Sergueï Ivanov (à droite) avec Vladimir Poutine, au Kremlin, le 12 août 2016. | ALEXEI DRUZHININ / AFP

Plus personne n’est intouchable autour de Vladimir Poutine, même dans son cercle d’anciens KGBistes pétersbourgeois. Vendredi 12 juillet, le président russe a démis de ses fonctions le puissant chef de l’administration présidentielle. Sergueï Ivanov, 63 ans, est la deuxième personnalité politique la plus influente dans le pays après M. Poutine, selon le classement de Nezavissimaïa Gazeta. Il devient représentant spécial du président pour les questions liées à l’environnement et aux transports. Son remplaçant – et jusqu’ici adjoint – Anton Vaïno est un bureaucrate de 44 ans, réputé discret.

Les raisons de cette éviction surprise restent floues. Officiellement, M. Ivanov part de sa propre initiative : « Je me souviens bien de notre accord, du fait que vous m’avez demandé de ne pas vous employer plus de quatre ans comme chef de l’administration présidentielle », a déclaré M. Poutine. Des sources au Kremlin évoquent son état de santé, dégradé depuis la mort de son fils aîné en 2014, qui l’a rendu beaucoup moins actif au travail.

Mais pour certains experts, c’est un signe clair, dans la ligne des remaniements massifs de ces derniers mois : la loyauté personnelle, voire la dépendance envers le chef de l’Etat, compte désormais davantage que le chemin parcouru ensemble. Vladimir Poutine nomme gouverneurs ses gardes du corps, et chef de l’administration présidentielle l’ancien responsable de son emploi du temps. « Poutine a moins envie de se sentir l’obligé de quelqu’un », analyse Andreï Pertsev, du centre de recherches Carnegie. La stratégie change en vue des législatives en septembre et surtout de l’élection présidentielle prévue en 2018.

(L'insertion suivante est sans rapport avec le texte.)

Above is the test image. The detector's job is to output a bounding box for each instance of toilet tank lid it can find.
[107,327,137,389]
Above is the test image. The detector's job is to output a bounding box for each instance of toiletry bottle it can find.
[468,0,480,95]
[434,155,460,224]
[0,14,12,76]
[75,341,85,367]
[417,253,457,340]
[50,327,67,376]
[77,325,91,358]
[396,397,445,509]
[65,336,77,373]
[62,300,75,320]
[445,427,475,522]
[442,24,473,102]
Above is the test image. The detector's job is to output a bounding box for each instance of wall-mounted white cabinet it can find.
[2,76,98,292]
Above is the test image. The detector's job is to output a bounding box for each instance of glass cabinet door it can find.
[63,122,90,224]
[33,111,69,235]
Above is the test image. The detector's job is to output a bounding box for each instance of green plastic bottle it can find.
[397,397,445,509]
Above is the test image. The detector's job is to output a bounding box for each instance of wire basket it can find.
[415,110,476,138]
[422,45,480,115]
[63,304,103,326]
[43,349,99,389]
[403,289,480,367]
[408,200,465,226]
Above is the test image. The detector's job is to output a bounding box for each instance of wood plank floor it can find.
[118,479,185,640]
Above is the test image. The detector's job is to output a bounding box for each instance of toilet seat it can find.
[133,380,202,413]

Né à Tallin dans une famille d’apparatchiks, Anton Vaïno a été préféré au brillant premier adjoint de M. Ivanov, Vyacheslav Volodin. Celui-ci aurait pour défaut, aux yeux du chef de l’Etat, d’afficher des ambitions personnelles. Essentiellement administrateur, Anton Vaïno se situerait à équidistance de la politique pure et des forces de sécurité. « Il n’est pas lié aux clans ni aux groupes de la nomenclatura, affirme le directeur du Centre de la conjoncture politique, Alexeï Chesnakov, dans le quotidien Vedomosti. Soigné et accommodant, mais dur en ce qui concerne la défense des intérêts de Poutine. » Le président russe continue à renforcer son contrôle des structures du pouvoir.